Question

The halogen with the smallest covalent radius is:
(A) I
(B) Cl
(C) Br
(D) F

Answer 1

Covalent radius of an atom is equal to the half of the length of a covalent bond. The sum of the covalent radii of two atoms forming a covalent bond is equal to the length of their covalent bond.

Complete step by step solution:
Here, we need to find the halogen atom given in the option that has the smallest covalent radius. Let’s know about the covalent radius of the atom.
- Covalent radius of an atom is equal to the half of the length of a covalent bond. That means the sum of the covalent radii of two atoms forming a covalent bond is equal to the length of their covalent bond. Now, let’s compare the covalent radius of given halogen atoms.
- I (Iodine) is placed in the fifth period of the periodic table of elements. We know that the atomic size increases as we go down in the periodic table. This is due to the increase in the number of shells down the group. Same thing is for covalent radius. It also increases as we go down in the periodic table.
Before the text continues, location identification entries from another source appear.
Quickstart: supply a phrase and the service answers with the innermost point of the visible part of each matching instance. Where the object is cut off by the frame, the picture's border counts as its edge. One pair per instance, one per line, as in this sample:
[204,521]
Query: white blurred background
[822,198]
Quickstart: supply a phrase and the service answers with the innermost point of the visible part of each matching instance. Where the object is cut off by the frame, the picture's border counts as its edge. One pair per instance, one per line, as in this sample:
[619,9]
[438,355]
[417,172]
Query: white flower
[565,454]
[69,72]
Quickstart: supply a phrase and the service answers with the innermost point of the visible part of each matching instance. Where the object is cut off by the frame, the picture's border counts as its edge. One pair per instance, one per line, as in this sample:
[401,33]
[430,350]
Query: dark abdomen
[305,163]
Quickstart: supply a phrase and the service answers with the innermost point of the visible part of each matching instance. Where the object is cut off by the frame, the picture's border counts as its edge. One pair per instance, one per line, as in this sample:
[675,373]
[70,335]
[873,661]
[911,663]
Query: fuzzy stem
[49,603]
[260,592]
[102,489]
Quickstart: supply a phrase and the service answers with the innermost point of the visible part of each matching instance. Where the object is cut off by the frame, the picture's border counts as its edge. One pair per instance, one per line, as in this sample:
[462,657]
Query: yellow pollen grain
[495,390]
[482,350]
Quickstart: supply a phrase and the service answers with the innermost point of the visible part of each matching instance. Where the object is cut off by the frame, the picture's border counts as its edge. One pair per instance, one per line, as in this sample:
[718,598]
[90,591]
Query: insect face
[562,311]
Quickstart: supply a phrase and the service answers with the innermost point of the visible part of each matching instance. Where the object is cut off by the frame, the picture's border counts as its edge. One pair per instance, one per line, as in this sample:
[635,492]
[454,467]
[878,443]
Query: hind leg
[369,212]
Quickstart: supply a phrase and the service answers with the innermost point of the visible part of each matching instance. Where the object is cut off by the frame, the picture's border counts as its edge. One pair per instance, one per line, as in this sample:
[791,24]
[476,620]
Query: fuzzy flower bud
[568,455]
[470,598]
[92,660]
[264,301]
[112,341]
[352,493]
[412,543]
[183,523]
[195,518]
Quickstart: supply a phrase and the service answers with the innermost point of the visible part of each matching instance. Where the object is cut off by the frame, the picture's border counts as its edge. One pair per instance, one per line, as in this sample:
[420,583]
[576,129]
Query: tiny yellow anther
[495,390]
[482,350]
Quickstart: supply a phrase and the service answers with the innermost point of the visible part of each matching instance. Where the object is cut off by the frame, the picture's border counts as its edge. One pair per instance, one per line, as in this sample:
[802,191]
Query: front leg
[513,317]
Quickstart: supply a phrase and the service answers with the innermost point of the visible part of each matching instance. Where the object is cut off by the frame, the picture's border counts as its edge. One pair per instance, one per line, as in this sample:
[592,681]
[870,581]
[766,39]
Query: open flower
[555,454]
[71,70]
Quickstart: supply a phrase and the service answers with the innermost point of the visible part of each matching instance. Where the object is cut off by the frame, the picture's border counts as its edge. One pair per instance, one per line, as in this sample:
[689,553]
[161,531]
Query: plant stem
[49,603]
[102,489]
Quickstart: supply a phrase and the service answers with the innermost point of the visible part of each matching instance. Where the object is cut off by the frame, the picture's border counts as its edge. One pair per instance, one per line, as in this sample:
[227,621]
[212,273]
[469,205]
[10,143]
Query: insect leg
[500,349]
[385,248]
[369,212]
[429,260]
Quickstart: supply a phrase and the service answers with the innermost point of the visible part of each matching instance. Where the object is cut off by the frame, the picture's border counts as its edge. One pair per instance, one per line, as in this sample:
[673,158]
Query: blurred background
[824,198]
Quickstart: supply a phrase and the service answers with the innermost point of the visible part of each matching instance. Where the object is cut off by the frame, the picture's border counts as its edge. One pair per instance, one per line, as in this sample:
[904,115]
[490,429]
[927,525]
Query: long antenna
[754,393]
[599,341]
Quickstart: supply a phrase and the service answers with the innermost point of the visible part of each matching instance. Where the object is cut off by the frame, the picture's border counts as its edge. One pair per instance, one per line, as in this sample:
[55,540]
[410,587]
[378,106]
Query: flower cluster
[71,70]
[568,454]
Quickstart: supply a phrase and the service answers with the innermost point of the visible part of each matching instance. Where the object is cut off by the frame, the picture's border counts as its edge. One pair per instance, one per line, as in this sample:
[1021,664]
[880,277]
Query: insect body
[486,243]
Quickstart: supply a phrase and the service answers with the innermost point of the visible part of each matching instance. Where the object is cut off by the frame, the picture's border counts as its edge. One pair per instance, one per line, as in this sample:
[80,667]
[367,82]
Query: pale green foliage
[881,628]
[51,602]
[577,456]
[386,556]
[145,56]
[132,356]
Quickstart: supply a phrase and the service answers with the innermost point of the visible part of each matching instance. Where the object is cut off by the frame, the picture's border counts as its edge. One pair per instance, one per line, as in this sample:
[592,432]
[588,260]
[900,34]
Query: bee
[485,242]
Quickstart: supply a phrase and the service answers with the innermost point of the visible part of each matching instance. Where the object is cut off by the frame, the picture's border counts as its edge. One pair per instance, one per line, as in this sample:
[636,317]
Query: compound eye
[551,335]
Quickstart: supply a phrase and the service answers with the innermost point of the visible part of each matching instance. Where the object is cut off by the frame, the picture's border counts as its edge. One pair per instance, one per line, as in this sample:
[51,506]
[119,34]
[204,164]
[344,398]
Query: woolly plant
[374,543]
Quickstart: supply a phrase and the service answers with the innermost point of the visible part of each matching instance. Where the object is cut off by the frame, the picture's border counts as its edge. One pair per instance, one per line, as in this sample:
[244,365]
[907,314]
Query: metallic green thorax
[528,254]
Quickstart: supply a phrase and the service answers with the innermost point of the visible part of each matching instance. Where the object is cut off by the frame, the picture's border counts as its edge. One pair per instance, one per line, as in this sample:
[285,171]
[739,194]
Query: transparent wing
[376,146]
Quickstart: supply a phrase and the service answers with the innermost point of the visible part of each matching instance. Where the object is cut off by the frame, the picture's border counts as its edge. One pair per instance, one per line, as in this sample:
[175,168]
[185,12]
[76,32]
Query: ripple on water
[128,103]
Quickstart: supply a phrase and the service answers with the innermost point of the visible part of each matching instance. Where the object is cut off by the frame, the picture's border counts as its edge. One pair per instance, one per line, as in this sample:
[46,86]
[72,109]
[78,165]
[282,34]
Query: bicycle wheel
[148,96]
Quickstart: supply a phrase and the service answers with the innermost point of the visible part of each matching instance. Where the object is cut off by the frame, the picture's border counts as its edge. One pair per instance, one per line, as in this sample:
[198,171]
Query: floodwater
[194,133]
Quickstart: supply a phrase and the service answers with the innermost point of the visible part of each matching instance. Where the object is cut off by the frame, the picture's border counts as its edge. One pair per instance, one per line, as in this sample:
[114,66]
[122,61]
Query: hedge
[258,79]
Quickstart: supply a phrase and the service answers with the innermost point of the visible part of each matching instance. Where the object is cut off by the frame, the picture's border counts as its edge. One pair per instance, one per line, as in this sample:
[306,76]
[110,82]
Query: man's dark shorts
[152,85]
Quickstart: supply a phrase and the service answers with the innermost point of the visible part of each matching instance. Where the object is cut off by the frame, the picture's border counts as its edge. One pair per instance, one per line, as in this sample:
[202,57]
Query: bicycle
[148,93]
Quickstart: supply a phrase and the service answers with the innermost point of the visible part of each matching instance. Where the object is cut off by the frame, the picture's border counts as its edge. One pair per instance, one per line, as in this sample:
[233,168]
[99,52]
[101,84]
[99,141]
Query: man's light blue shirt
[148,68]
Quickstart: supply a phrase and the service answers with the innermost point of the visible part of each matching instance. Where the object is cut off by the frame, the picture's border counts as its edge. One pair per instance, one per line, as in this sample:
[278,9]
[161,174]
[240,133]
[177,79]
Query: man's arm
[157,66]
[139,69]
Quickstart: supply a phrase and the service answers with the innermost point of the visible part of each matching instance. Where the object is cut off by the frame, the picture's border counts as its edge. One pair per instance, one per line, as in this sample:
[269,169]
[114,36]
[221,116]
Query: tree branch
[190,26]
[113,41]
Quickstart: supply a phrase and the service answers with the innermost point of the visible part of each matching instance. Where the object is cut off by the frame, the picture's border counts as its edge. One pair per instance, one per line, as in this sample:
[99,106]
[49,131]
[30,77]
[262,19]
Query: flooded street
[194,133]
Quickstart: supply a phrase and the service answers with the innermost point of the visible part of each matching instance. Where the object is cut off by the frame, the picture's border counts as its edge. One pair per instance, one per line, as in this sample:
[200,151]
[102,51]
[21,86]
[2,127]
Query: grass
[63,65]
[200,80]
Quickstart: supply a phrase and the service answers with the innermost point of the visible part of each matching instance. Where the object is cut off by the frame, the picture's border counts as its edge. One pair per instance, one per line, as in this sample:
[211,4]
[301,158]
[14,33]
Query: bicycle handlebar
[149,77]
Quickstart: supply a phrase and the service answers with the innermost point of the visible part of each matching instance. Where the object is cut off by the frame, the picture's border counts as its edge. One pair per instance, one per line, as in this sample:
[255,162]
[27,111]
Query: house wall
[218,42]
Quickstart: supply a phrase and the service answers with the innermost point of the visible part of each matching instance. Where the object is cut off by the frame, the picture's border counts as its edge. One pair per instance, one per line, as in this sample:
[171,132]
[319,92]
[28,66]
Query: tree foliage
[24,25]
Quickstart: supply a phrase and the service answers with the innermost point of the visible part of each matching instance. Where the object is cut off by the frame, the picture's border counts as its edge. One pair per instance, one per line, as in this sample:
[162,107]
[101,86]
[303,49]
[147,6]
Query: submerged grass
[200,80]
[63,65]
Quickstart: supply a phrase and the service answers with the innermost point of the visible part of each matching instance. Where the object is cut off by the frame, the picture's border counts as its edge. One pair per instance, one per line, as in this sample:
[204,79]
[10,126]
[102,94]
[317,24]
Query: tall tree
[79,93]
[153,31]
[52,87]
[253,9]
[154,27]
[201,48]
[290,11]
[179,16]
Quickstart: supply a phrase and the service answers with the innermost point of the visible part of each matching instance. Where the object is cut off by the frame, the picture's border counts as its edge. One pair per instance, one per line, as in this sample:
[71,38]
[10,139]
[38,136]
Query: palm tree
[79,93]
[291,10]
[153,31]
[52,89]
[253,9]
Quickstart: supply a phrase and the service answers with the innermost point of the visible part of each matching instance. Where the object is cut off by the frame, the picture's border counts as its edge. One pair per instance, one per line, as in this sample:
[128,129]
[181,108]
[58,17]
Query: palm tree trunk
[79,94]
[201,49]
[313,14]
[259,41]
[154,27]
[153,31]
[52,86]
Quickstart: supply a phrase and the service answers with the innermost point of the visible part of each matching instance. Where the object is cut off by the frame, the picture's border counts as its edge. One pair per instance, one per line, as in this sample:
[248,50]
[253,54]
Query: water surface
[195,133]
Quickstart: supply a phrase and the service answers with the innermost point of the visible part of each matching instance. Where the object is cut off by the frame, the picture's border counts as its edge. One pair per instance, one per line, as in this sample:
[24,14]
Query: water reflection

So, amongst given options, iodine should have the highest covalent radius.
- Br (Bromine) is in the fourth period of the periodic table. So, its covalent radius is smaller than iodine but bigger than chlorine and fluorine.
- Cl (chlorine) is placed in the third period of the periodic table. Its covalent radius is smaller than Br and I but bigger than fluorine.
- F (Fluorine) is placed in the second period in the periodic table. It is the halogen with the smallest covalent radius.

Therefore, the correct answer is (D).

Note: We can arrange the halogens in the order of decreasing covalent radii as:
I > Br > Cl > F
Note that the covalent radius is smaller than the ionic radius in the case of halogens.